Capitaliste autoproclamé, il s’est engagé lors de la campagne de 2020 à ne pas diaboliser les riches. Peu de temps après son entrée en fonction, Biden a commencé à faire pression à plusieurs reprises en faveur de politiques qui imposent les particuliers et les entreprises fortunés, un changement qui a émergé d’un « Groupe de travail sur l’unité » créé par la campagne pour solliciter l’avis d’économistes progressistes.

Aucune politique n’illustre peut-être mieux ce changement que l’exonération des prêts étudiants. Biden a commencé la campagne 2020 en ne soutenant que l’annulation des prêts étudiants les plus limitées – comme l’annulation des prêts lorsqu’un emprunteur a déclaré faillite ou est décédé.

Mais à la veille d’un débat en mars 2020 avec le sénateur progressiste Bernie Sanders, qui proposait l’annulation générale des prêts étudiants, Biden a élargi son adhésion à l’annulation des prêts. Et en tant que président, Biden a annoncé son soutien à une remise basée sur le revenu qui annulerait plus de 360 ​​milliards de dollars de prêts gouvernementaux.

Alors que ce plan a été bloqué par la Cour suprême, Biden a utilisé les réglementations et les autorités des agences pour annuler quelque 146 milliards de dollars de dette étudiante.

« Il n’a jamais eu l’impression que c’était vraiment quelque chose qu’il voulait faire pendant la campagne », a déclaré l’ancien conseiller de Biden. “Et maintenant, c’est l’un de ses premiers points économiques à l’ordre du jour.”

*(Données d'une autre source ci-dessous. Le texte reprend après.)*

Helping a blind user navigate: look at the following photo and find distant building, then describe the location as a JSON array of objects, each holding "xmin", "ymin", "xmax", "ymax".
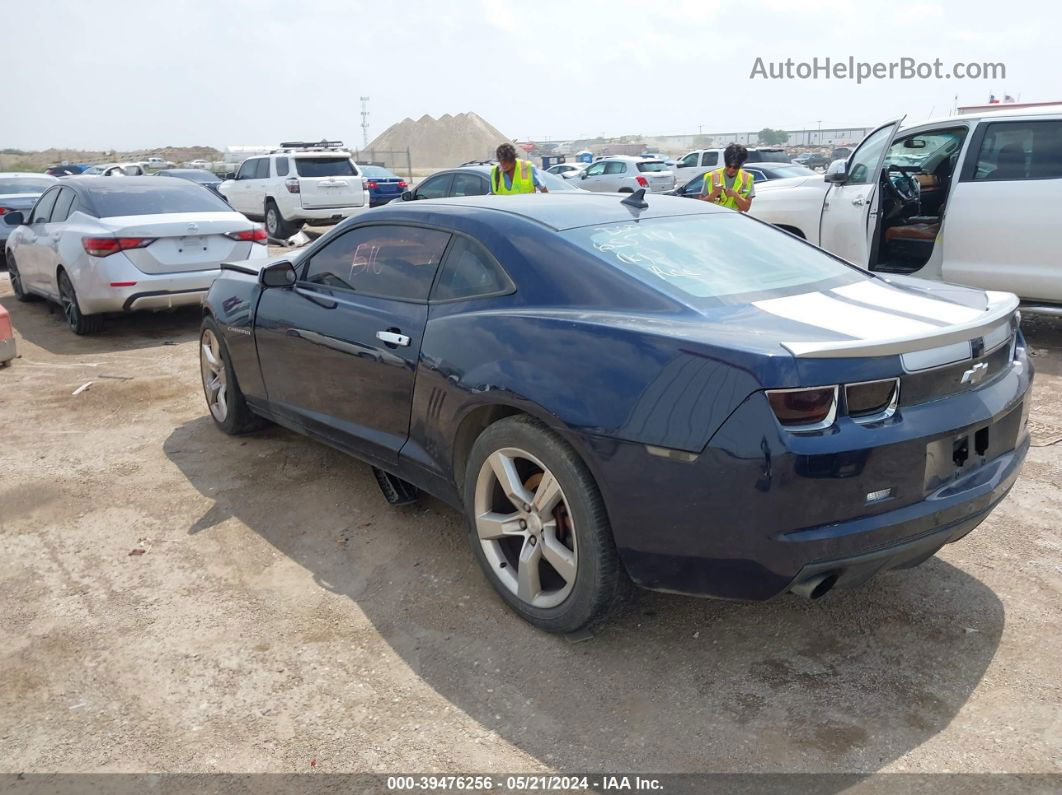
[{"xmin": 955, "ymin": 98, "xmax": 1062, "ymax": 116}]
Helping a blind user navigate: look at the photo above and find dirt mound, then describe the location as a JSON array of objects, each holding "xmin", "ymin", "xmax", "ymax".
[{"xmin": 361, "ymin": 113, "xmax": 512, "ymax": 169}]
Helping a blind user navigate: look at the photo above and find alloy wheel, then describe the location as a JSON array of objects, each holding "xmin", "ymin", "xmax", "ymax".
[
  {"xmin": 200, "ymin": 329, "xmax": 228, "ymax": 422},
  {"xmin": 474, "ymin": 447, "xmax": 579, "ymax": 608},
  {"xmin": 59, "ymin": 273, "xmax": 81, "ymax": 331}
]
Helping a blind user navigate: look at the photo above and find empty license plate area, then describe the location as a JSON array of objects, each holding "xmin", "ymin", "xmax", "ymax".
[{"xmin": 925, "ymin": 405, "xmax": 1022, "ymax": 494}]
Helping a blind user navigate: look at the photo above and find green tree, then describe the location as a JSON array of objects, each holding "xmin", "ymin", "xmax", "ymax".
[{"xmin": 758, "ymin": 127, "xmax": 789, "ymax": 146}]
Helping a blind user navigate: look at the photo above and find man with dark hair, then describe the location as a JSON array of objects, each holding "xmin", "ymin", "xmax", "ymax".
[
  {"xmin": 701, "ymin": 143, "xmax": 756, "ymax": 212},
  {"xmin": 491, "ymin": 143, "xmax": 549, "ymax": 196}
]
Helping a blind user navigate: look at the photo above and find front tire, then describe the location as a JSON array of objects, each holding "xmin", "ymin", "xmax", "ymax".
[
  {"xmin": 464, "ymin": 417, "xmax": 622, "ymax": 633},
  {"xmin": 6, "ymin": 252, "xmax": 36, "ymax": 301},
  {"xmin": 57, "ymin": 271, "xmax": 103, "ymax": 336},
  {"xmin": 200, "ymin": 317, "xmax": 264, "ymax": 436},
  {"xmin": 266, "ymin": 198, "xmax": 302, "ymax": 240}
]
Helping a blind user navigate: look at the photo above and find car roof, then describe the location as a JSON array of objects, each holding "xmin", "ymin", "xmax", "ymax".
[{"xmin": 388, "ymin": 191, "xmax": 730, "ymax": 231}]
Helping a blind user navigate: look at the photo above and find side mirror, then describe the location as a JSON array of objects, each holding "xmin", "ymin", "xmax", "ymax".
[
  {"xmin": 822, "ymin": 160, "xmax": 849, "ymax": 185},
  {"xmin": 258, "ymin": 259, "xmax": 297, "ymax": 287}
]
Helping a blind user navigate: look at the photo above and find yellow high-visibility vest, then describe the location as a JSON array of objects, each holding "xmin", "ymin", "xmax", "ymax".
[
  {"xmin": 703, "ymin": 169, "xmax": 752, "ymax": 210},
  {"xmin": 491, "ymin": 160, "xmax": 534, "ymax": 196}
]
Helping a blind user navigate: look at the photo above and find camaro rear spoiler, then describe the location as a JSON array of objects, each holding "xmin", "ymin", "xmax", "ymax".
[{"xmin": 782, "ymin": 290, "xmax": 1018, "ymax": 359}]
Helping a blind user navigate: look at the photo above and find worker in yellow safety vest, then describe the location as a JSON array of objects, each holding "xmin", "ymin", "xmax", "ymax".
[
  {"xmin": 491, "ymin": 143, "xmax": 549, "ymax": 196},
  {"xmin": 701, "ymin": 143, "xmax": 756, "ymax": 212}
]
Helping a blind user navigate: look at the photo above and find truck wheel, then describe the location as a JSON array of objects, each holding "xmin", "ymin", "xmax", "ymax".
[{"xmin": 266, "ymin": 198, "xmax": 303, "ymax": 240}]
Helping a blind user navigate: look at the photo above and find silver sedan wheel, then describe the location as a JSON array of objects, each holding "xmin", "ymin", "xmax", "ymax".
[
  {"xmin": 200, "ymin": 329, "xmax": 228, "ymax": 422},
  {"xmin": 475, "ymin": 447, "xmax": 579, "ymax": 608}
]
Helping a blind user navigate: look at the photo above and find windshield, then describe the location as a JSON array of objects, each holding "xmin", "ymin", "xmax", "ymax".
[
  {"xmin": 91, "ymin": 179, "xmax": 233, "ymax": 218},
  {"xmin": 295, "ymin": 157, "xmax": 355, "ymax": 176},
  {"xmin": 563, "ymin": 212, "xmax": 864, "ymax": 303},
  {"xmin": 361, "ymin": 166, "xmax": 398, "ymax": 179},
  {"xmin": 0, "ymin": 176, "xmax": 55, "ymax": 194}
]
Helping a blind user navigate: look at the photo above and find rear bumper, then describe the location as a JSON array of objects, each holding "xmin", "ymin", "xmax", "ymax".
[
  {"xmin": 293, "ymin": 204, "xmax": 369, "ymax": 225},
  {"xmin": 74, "ymin": 244, "xmax": 269, "ymax": 314}
]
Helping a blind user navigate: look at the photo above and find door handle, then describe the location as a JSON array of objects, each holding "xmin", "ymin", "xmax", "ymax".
[{"xmin": 376, "ymin": 331, "xmax": 410, "ymax": 347}]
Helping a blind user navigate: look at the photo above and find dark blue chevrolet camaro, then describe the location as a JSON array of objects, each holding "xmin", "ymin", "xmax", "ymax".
[{"xmin": 201, "ymin": 193, "xmax": 1032, "ymax": 632}]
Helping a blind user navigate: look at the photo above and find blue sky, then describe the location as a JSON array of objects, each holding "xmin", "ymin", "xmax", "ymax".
[{"xmin": 0, "ymin": 0, "xmax": 1062, "ymax": 149}]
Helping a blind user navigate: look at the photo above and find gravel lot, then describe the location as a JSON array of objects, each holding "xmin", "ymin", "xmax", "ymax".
[{"xmin": 0, "ymin": 266, "xmax": 1062, "ymax": 773}]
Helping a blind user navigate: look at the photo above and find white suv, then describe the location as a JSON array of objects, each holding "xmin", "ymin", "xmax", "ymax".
[
  {"xmin": 674, "ymin": 146, "xmax": 792, "ymax": 185},
  {"xmin": 749, "ymin": 105, "xmax": 1062, "ymax": 307},
  {"xmin": 218, "ymin": 141, "xmax": 369, "ymax": 240},
  {"xmin": 571, "ymin": 155, "xmax": 674, "ymax": 193}
]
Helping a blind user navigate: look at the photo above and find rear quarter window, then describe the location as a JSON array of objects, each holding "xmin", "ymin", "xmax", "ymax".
[{"xmin": 295, "ymin": 157, "xmax": 358, "ymax": 177}]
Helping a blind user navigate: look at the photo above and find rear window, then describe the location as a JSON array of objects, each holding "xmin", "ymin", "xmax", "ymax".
[
  {"xmin": 89, "ymin": 177, "xmax": 233, "ymax": 218},
  {"xmin": 563, "ymin": 212, "xmax": 863, "ymax": 303},
  {"xmin": 295, "ymin": 157, "xmax": 358, "ymax": 177},
  {"xmin": 0, "ymin": 176, "xmax": 55, "ymax": 194}
]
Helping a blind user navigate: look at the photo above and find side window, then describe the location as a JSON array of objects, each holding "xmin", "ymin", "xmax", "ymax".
[
  {"xmin": 431, "ymin": 237, "xmax": 512, "ymax": 300},
  {"xmin": 844, "ymin": 124, "xmax": 894, "ymax": 185},
  {"xmin": 416, "ymin": 174, "xmax": 450, "ymax": 198},
  {"xmin": 51, "ymin": 188, "xmax": 78, "ymax": 224},
  {"xmin": 450, "ymin": 174, "xmax": 487, "ymax": 196},
  {"xmin": 236, "ymin": 157, "xmax": 258, "ymax": 179},
  {"xmin": 30, "ymin": 188, "xmax": 59, "ymax": 224},
  {"xmin": 974, "ymin": 121, "xmax": 1062, "ymax": 180},
  {"xmin": 304, "ymin": 225, "xmax": 450, "ymax": 300}
]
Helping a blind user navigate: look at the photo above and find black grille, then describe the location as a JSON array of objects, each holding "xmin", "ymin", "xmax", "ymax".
[{"xmin": 900, "ymin": 341, "xmax": 1010, "ymax": 405}]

Des questions individuelles telles que l’annulation des prêts étudiants ont tendance à susciter de l’intérêt parmi les électeurs, en particulier les jeunes électeurs, dont les paiements mensuels représentent une part plus importante de leur salaire net.

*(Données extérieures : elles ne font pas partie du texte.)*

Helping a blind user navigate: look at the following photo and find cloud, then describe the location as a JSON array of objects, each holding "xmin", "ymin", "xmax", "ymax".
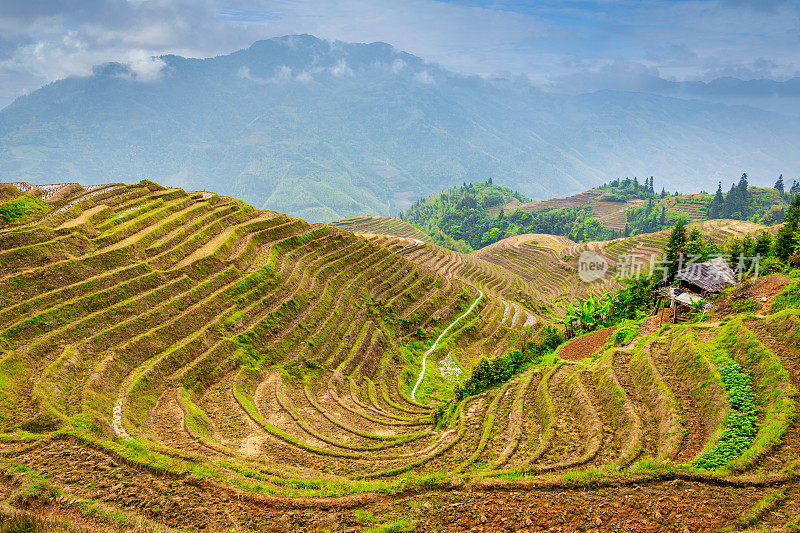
[
  {"xmin": 414, "ymin": 70, "xmax": 436, "ymax": 85},
  {"xmin": 330, "ymin": 59, "xmax": 353, "ymax": 77},
  {"xmin": 0, "ymin": 0, "xmax": 800, "ymax": 106}
]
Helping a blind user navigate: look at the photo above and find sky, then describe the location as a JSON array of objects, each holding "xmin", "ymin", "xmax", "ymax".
[{"xmin": 0, "ymin": 0, "xmax": 800, "ymax": 107}]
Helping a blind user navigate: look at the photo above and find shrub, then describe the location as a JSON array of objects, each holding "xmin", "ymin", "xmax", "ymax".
[
  {"xmin": 0, "ymin": 195, "xmax": 50, "ymax": 224},
  {"xmin": 522, "ymin": 326, "xmax": 564, "ymax": 361},
  {"xmin": 769, "ymin": 281, "xmax": 800, "ymax": 313},
  {"xmin": 614, "ymin": 320, "xmax": 639, "ymax": 346},
  {"xmin": 453, "ymin": 350, "xmax": 526, "ymax": 400},
  {"xmin": 758, "ymin": 257, "xmax": 786, "ymax": 276},
  {"xmin": 692, "ymin": 361, "xmax": 758, "ymax": 469}
]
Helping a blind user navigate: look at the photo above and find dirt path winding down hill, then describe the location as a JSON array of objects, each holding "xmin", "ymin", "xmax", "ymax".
[{"xmin": 411, "ymin": 290, "xmax": 483, "ymax": 401}]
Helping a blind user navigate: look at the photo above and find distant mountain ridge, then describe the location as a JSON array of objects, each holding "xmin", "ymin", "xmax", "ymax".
[{"xmin": 0, "ymin": 35, "xmax": 800, "ymax": 221}]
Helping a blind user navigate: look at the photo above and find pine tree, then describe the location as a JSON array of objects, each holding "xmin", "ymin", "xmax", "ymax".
[
  {"xmin": 753, "ymin": 231, "xmax": 772, "ymax": 257},
  {"xmin": 708, "ymin": 181, "xmax": 725, "ymax": 219},
  {"xmin": 775, "ymin": 195, "xmax": 800, "ymax": 261},
  {"xmin": 665, "ymin": 220, "xmax": 686, "ymax": 277}
]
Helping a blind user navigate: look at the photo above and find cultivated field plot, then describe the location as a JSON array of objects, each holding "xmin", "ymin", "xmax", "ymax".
[
  {"xmin": 0, "ymin": 182, "xmax": 800, "ymax": 531},
  {"xmin": 330, "ymin": 216, "xmax": 430, "ymax": 242},
  {"xmin": 516, "ymin": 190, "xmax": 644, "ymax": 231}
]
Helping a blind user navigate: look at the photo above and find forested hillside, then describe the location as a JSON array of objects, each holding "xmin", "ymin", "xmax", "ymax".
[{"xmin": 400, "ymin": 174, "xmax": 800, "ymax": 252}]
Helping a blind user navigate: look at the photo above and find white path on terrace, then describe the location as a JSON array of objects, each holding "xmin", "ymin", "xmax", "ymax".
[{"xmin": 411, "ymin": 290, "xmax": 483, "ymax": 401}]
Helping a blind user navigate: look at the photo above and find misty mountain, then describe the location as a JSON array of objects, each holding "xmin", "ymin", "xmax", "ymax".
[
  {"xmin": 646, "ymin": 76, "xmax": 800, "ymax": 118},
  {"xmin": 0, "ymin": 35, "xmax": 800, "ymax": 221}
]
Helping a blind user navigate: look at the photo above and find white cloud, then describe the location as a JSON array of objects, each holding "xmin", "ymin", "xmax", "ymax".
[
  {"xmin": 0, "ymin": 0, "xmax": 800, "ymax": 106},
  {"xmin": 125, "ymin": 53, "xmax": 167, "ymax": 82},
  {"xmin": 330, "ymin": 59, "xmax": 353, "ymax": 77},
  {"xmin": 414, "ymin": 70, "xmax": 436, "ymax": 85}
]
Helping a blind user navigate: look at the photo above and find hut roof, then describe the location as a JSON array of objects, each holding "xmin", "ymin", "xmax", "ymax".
[{"xmin": 675, "ymin": 257, "xmax": 737, "ymax": 292}]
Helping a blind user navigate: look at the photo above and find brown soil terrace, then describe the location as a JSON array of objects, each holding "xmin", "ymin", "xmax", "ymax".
[{"xmin": 0, "ymin": 182, "xmax": 800, "ymax": 532}]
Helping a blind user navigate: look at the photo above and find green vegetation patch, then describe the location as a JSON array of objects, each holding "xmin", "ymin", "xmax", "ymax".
[
  {"xmin": 692, "ymin": 359, "xmax": 758, "ymax": 469},
  {"xmin": 0, "ymin": 194, "xmax": 52, "ymax": 224}
]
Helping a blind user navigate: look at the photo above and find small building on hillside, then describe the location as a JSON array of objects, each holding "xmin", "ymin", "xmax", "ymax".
[
  {"xmin": 675, "ymin": 257, "xmax": 738, "ymax": 295},
  {"xmin": 656, "ymin": 257, "xmax": 738, "ymax": 322}
]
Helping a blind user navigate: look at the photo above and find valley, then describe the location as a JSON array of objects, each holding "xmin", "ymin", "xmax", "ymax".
[{"xmin": 0, "ymin": 180, "xmax": 800, "ymax": 532}]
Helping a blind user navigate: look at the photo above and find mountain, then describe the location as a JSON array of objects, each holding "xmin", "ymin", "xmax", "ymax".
[
  {"xmin": 0, "ymin": 35, "xmax": 800, "ymax": 221},
  {"xmin": 0, "ymin": 181, "xmax": 800, "ymax": 533}
]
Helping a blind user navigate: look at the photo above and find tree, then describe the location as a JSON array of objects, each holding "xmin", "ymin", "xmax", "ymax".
[
  {"xmin": 789, "ymin": 180, "xmax": 800, "ymax": 196},
  {"xmin": 775, "ymin": 195, "xmax": 800, "ymax": 261},
  {"xmin": 753, "ymin": 231, "xmax": 772, "ymax": 257},
  {"xmin": 665, "ymin": 220, "xmax": 686, "ymax": 277},
  {"xmin": 708, "ymin": 181, "xmax": 725, "ymax": 219}
]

“C’est assez frappant quand on regarde les données”, a déclaré à CNN Ramamurti, ancien directeur adjoint du NEC de Biden et ancien conseiller de la sénatrice Elizabeth Warren. La question est de savoir si les votes suivront en novembre.

CORRECTION : Cette histoire a été mise à jour pour corriger l’orthographe du nom de famille de Tom Oberhaus.

Jeff Zeleny, MJ Lee, Camilla DeChalus de CNN et Michael Williams contribué à ce rapport.